3. HS2 also has connects to DataNodes directly time to time to service request like "Select * from Table Limit N"
4. HS2 also connects to NodeManager where the TEZ AM are spawned to service the SQL query.
5. In The process it is talking to NameNode and Resource Manager, and a switch during a HA will impact the connection.
6. HiveServer2 overall is talking to ATLAS, SOLR, KAFKA, NameNode, DataNode, ResourceManager, NodeManager, MYSQL(overall)
For HiveServer2 to be more interactive and Faster following parameters are set
1. Start Tez Session at Initilization = true: what it does is at time of Bootstrapping(start, restart) of HS2 it allocates TEZ AM for every session. (Default Query Queue = default, Session per queue = 3, hence 3 TEZ AM will be spawnned. If there were 2 queues in Default Query Queue = default, datascience and Session per queue = 3 then 6 TEZ AM will be spawned.)
2. Every TEZ AM can also be forced to spawn fix number of container (pre-warm) at time of HS2 bootstrapping.
Hold container to reduce latency = true, Number of container held =3 will ensure Every TEZ AM will hold 2 containers to execute a SQL query .
3. Default Query Queue = default, Session per queue = 3, Hold container to reduce latency = true, Number of container held =3
HS2 will spawn 3 TEZ AM for every session. For Every TEZ AM 2 containers will be spawned. hence overall 9 conatiners (3 TEZ AM + 6 containers) can be seen running in Resource Manager UI.
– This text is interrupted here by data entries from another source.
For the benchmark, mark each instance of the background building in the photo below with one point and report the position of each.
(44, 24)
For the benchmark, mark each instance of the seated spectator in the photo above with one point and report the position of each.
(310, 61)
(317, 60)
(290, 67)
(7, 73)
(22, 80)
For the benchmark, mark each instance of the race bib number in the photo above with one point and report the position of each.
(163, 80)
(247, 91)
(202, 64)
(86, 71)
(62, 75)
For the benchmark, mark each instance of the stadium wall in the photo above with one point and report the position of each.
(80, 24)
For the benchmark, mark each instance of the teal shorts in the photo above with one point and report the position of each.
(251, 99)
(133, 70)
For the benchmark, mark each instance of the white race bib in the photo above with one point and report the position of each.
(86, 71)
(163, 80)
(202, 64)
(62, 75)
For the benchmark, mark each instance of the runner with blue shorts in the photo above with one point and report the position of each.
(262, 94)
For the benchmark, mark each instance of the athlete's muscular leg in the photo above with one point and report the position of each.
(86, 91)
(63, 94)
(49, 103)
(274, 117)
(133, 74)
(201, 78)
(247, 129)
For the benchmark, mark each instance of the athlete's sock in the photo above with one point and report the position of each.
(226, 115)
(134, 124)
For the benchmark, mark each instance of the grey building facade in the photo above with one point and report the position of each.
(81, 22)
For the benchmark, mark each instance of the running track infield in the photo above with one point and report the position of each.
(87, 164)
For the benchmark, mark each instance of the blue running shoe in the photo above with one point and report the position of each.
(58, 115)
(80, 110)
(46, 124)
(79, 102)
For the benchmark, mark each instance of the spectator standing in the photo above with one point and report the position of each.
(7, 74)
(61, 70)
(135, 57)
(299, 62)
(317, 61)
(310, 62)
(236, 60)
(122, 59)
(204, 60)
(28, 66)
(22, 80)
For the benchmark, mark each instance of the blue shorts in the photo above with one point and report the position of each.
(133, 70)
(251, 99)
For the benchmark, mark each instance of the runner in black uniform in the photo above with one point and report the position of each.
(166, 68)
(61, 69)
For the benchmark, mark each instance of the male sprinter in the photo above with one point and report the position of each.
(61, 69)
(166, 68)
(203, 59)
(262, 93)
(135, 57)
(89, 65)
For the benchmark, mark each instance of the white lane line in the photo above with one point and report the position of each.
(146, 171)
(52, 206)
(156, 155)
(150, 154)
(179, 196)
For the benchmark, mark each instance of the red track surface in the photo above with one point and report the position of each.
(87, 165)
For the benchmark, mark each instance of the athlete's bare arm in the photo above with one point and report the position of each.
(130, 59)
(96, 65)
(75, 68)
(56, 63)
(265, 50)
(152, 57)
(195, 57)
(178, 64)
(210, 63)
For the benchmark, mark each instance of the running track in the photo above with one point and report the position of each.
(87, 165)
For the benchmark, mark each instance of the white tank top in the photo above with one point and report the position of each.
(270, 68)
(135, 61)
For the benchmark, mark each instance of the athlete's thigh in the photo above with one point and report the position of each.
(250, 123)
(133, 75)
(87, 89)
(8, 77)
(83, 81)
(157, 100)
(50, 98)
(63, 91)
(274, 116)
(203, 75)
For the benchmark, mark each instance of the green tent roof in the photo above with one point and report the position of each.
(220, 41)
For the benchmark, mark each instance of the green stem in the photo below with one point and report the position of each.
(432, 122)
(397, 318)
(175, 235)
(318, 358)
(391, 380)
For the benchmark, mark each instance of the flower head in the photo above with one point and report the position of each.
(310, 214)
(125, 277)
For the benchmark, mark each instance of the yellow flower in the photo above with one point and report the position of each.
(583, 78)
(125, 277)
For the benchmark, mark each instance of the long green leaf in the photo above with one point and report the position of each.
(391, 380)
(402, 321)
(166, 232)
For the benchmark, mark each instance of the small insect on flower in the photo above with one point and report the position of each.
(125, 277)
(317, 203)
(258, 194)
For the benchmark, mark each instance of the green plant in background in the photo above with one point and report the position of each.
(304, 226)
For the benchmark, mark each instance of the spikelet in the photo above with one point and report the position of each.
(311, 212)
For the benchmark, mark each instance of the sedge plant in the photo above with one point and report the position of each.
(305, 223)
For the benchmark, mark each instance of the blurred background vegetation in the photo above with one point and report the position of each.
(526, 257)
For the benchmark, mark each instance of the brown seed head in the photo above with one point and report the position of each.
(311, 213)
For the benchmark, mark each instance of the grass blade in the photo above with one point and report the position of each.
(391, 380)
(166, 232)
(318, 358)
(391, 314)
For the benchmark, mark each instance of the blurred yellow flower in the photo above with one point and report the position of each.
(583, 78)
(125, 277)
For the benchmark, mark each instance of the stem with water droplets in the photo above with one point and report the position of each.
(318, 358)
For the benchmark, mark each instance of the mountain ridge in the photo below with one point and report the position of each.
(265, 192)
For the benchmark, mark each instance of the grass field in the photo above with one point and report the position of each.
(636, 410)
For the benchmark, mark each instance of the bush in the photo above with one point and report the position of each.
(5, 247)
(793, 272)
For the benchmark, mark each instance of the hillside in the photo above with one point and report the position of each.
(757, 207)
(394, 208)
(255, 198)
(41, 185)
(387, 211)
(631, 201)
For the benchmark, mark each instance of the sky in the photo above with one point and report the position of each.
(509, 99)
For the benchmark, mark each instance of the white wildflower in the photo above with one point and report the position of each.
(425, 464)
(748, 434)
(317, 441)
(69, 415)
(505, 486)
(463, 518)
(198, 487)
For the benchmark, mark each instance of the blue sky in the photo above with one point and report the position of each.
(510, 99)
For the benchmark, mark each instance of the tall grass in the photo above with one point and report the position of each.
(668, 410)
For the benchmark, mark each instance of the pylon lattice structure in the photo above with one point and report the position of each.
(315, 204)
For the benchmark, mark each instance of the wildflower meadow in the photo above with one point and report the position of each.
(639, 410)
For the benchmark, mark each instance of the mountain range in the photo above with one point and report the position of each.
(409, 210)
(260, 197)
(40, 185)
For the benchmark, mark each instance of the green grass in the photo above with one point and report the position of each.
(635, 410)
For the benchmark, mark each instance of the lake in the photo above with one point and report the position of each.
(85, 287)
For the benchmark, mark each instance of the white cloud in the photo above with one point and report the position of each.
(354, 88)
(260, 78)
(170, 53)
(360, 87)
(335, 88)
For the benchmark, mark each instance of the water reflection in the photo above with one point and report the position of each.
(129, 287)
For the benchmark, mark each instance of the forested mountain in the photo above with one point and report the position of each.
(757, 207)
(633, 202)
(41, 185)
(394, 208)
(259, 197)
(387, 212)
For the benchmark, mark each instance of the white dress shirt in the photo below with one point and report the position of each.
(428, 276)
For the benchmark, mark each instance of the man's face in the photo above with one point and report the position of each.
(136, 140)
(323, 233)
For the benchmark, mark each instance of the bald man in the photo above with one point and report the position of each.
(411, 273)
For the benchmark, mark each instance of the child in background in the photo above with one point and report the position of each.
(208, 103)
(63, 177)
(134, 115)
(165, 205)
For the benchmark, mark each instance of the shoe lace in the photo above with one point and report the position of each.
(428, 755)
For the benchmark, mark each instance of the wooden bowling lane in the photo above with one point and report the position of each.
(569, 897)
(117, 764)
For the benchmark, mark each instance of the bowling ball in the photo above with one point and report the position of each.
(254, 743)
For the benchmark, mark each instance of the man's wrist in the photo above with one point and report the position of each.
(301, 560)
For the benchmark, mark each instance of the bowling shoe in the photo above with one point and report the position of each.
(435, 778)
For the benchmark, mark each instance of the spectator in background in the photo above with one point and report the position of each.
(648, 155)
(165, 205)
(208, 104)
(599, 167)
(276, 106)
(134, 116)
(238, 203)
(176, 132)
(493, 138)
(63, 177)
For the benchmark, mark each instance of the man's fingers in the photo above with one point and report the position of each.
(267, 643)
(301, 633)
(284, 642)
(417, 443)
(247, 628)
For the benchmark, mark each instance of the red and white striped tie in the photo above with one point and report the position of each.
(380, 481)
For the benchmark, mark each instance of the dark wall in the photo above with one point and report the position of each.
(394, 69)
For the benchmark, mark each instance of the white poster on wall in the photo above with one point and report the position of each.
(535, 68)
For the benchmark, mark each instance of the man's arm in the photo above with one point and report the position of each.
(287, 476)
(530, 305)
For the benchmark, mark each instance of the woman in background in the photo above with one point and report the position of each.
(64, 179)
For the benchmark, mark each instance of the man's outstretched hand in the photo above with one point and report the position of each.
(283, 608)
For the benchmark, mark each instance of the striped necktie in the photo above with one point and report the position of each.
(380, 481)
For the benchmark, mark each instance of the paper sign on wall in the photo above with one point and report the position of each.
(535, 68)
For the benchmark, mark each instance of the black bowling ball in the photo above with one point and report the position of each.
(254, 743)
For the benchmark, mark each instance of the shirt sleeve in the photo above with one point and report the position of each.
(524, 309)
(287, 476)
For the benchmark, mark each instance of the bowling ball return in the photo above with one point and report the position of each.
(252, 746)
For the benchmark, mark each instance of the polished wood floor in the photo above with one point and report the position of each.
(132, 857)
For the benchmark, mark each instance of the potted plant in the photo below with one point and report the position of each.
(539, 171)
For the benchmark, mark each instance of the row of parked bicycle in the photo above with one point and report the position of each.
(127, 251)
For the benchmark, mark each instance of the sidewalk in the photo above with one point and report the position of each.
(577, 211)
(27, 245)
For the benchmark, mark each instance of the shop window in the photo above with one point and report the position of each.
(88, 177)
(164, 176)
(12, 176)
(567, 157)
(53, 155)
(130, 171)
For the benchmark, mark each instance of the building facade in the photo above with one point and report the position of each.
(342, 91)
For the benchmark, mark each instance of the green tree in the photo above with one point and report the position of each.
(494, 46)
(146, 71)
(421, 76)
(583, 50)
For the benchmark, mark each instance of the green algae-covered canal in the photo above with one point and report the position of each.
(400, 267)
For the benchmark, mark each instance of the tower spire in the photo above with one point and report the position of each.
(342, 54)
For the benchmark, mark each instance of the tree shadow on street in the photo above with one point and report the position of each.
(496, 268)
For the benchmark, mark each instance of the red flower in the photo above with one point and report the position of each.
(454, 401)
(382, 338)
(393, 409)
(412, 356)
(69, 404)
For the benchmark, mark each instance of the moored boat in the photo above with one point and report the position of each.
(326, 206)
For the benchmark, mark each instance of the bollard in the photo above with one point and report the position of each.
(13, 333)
4. For the TEZ to be more efficient and save the time for bootstrapping following parameters needs to be configured in TEZ configs. The parameter prevents the AM to die immediately after job execution. It wait between min- max to service another query else it kills itself freeing YARN resources.
Tez.am.container.reuse.enabled=true
Tez.am.container.idle.release-timeout.min.millis=10000
Tez.am.container.idle.release-timeout.max.millis=20000
Every connection has a memory footprint in HS2 as
1. Every connection scans the metastore to know about table.
2. Every connection reserves memory to hold metrics and TEZ driver
3. Every connection will reserve memory to hold the output of TEZ execution
Hence if a lot of connections are alive then HS2 might become slower due to lack of heap space, hence depending on the number of connections Heap space needs to be tuned. 40 connections will need somewhere around 16 GB of HS2 heap. Anything more than this need fine tuning of GC and horizontal scalling.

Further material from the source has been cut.